Wenn wir uns die Frage stellen: Welchen Sinn hat es denn eigentlich im ganzen kosmischen Zusammenhange, daß, wenn ich so sagen darf, Gabriel das Zepter abgegeben hat an Michael? – so müssen wir uns sagen: Es hat diesen Sinn, daß Michael der Geist ist, der von all den Wesenheiten, die in der Menschheit geistig führend sein können, am ehesten heran kann an das, was die Menschen hier auf Erden in dieser Emanzipation des Wissens seit dem ersten Drittel des 15. Jahrhunderts treiben. Gabriel steht ganz betroffen vor demjenigen, was irgendwie ein heutiger, gebildeter Mensch zu seinem Vorstellungsinhalt hat. Michael, der den Kräften der Sonne außerordentlich verwandt ist, kann seine Tätigkeit wenigstens in das hineinversetzen, was der Mensch an Gedanken ausarbeitet, die als Impulse für sein freies Handeln bestehen. Dasjenige, was ich das freie, das reine Denken genannt habe, das für das individuelle Wollen des Menschen in Freiheit in der neueren Zeit der eigentliche Impuls sein muß, in all das kann Michael hineinarbeiten. Und für dasjenige Handeln, das aus dem Impuls der Liebe entspringt, für das hat Michael seine besondere Verwandtschaft. Daher ist er der Sendbote, den die Götter heruntergeschickt haben, damit er gewissermaßen entgegennimmt, was nun herübergeleitet wird aus dem emanzipierten Wissen in das vergeistigte Wissen hinein. Würden die Menschen bloß das Raumeswissen ausbilden, würden sie es nicht vergeistigen, würden sie bei der Anthropologie bleiben und nicht zur Anthroposophie kommen wollen, dann würde das Michael-Zeitalter vorübergehen.
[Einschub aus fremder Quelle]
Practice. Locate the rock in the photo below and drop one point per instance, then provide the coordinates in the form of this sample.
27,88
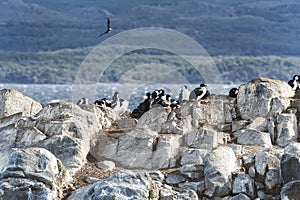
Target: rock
248,160
192,171
238,125
237,197
153,119
243,183
157,176
170,127
29,137
287,129
8,137
273,180
291,190
106,116
91,180
31,173
170,194
135,149
263,97
259,124
252,172
254,137
126,123
106,165
174,178
261,194
202,139
215,109
267,160
219,164
193,156
238,149
10,120
121,185
139,148
165,152
12,102
25,189
290,163
196,186
69,131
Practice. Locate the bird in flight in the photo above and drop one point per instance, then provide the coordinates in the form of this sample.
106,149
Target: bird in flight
108,29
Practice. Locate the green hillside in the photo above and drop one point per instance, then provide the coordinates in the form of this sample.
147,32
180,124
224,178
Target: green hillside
61,67
236,27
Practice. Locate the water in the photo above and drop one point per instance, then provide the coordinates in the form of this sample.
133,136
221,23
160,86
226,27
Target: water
134,93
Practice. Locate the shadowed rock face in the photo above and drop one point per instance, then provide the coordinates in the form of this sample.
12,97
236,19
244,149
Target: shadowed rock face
31,173
12,102
263,97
Michael würde von seiner Herrschaft abtreten und würde den Göttern die Botschaft bringen: Die Menschheit will sich von den Göttern trennen, die Menschen haben sich angewöhnt, alles nur räumlich anzuglotzen, sie haben verachten gelernt dasjenige, was nur in der Zeit lebt. [8]

Zitate:

[1]  GA 237, Seite 109f   (Ausgabe 1959, 186 Seiten)
[2]  GA 237, Seite 130f   (Ausgabe 1959, 186 Seiten)
[3]  GA 237, Seite 132   (Ausgabe 1959, 186 Seiten)
[4]  GA 26, Seite 59f   (Ausgabe 1976, 270 Seiten)
[5]  GA 26, Seite 61f   (Ausgabe 1976, 270 Seiten)
[6]  GA 243, Seite 138f   (Ausgabe 1983, 246 Seiten)
[7]  GA 219, Seite 100f   (Ausgabe 1966, 212 Seiten)
[8]  GA 219, Seite 101f   (Ausgabe 1966, 212 Seiten)

Quellen:

GA 26:  Anthroposophische Leitsätze. Der Erkenntnisweg der Anthroposophie – Das Michael-Mysterium (1924/1925)
GA 219:  Das Verhältnis der Sternenwelt zum Menschen und des Menschen zur Sternenwelt. Die geistige Kommunion der Menschheit (1922)
GA 237:  Esoterische Betrachtungen karmischer Zusammenhänge - Dritter Band. Die karmischen Zusammenhänge der anthroposophischen Bewegung (1924)
GA 243:  Das Initiaten-Bewußtsein. Die wahren und die falschen Wege der geistigen Forschung (1924)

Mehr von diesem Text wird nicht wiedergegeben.